Von Charlotte Bank | Jun 2007Videokunst und experimentelle Videodokumentationen aus dem Libanon haben schon länger einen wichtigen Platz in der internationalen zeitgenössischen Kunstszene, doch das Nachbarland Syrien wurde lange Zeit übersehen. In der Ausstellung "Disorientation" 2003 im Haus der Kulturen der Welt in Berlin waren keine bildenden Künstler aus Syrien vertreten. Die Damaszener Kunstszene wurde von Kurator Jack Persekian als anachronistisch und außer Tritt mit den neuesten Entwicklungen der internationalen Kunstszene eingestuft [1]. Neuen digitalen Medien wurde nur im Schaffen zeitgenössischer Künstler anderer Länder des Nahen Ostens Bedeutung beigemessen, die syrische Kunstszene wurde hingegen meist als rückwärtsgewandt und immer noch ausschließlich den traditionellen Techniken verhaftet angesehen.
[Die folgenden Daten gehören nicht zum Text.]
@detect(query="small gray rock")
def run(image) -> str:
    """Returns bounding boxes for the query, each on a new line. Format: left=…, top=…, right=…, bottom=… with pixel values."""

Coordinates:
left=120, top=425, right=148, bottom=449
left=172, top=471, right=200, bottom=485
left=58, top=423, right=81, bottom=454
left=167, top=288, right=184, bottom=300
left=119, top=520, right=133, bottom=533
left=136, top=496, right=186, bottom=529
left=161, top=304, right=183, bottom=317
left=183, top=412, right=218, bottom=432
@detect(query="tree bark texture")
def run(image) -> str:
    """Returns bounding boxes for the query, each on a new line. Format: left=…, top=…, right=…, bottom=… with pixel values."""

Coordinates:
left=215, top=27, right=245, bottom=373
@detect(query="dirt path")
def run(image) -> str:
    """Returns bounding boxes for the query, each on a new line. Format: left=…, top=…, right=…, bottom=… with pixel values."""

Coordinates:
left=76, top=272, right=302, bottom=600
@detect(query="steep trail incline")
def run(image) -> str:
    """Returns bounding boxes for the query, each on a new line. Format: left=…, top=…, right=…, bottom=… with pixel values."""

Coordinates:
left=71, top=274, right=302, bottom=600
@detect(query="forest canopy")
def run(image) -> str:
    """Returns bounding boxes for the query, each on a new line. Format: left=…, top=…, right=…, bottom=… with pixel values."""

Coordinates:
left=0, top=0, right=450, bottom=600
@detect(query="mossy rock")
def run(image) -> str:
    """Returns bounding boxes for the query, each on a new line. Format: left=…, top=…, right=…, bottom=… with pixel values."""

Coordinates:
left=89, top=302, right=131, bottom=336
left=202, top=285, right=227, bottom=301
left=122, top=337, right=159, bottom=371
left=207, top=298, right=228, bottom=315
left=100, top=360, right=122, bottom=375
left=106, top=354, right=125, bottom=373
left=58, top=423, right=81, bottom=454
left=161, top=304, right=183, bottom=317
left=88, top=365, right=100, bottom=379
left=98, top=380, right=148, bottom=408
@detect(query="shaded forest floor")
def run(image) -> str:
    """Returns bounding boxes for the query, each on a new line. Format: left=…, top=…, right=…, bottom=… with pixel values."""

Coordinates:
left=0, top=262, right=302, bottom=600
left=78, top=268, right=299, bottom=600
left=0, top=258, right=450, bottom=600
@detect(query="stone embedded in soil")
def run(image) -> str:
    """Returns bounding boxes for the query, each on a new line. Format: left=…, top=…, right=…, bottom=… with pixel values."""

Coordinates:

Der Fotograf und Galerist Issa Touma aus Aleppo hat die syrische Kunstszene sogar mit dem europäischen Geschehen der späten 1880er Jahre verglichen, als der Impressionismus gerade seinen Einzug hielt. Seiner Meinung nach sind die traditionellen syrischen Künstler und Kritiker skeptisch gegenüber neuen Entwicklungen und wenig bereit, damit verbundenen Künstlern und deren Ideen eine Chance zu geben, sich zu entwickeln.
All das war bis vor kurzem durchaus zutreffend und zum Teil ist es immer noch so, aber eben nur zum Teil. Das Internet ist längst in Syrien angekommen, wenn auch etwas später als in anderen Ländern, und dient jetzt jungen Künstlern als Inspirationsquelle. So wurde es für den jungen Damaszener Galeristen Firas Chehab zum wichtigen Werkzeug bei seinen Bemühungen, ein Forum für neue Medienkunst zu schaffen. Seine Galerie
Palette Art House zeigt Arbeiten von jungen syrischen Künstlern. Mit seinem jüngsten Projekt will er diesen die Möglichkeit geben, mit Video als Kunstmedium zu experimentieren. Zu diesem Zweck hat er sich u.a. mit der in Frankreich ausgebildeten Dokumentaristin Joude Gorani zusammengetan und einen Workshop für neun ganz junge Künstler veranstaltet, bei dem jeder von ihnen ein kurzes Video produzieren soll. Obwohl die schwierige Finanzierung solcher Projekte ein ständiges Hindernis darstellt, stehen hinter der zeitgenössischen Medienkunst in Syrien oftmals derartige Initiativen. Für Videokunst und experimentelle Dokumentarfilme gibt es wenig Unterstützung von staatlicher und institutioneller Seite. Somit werden junge Leute im Großen und Ganzen sich selbst und den schwer vermeidbaren Fallen überlassen, wenn sie mit diesen Medien experimentieren wollen. Bemühungen wie die von Firas Chehab haben somit eine große Bedeutung für die Entwicklung einer ernst zu nehmenden Videokunstszene in Syrien.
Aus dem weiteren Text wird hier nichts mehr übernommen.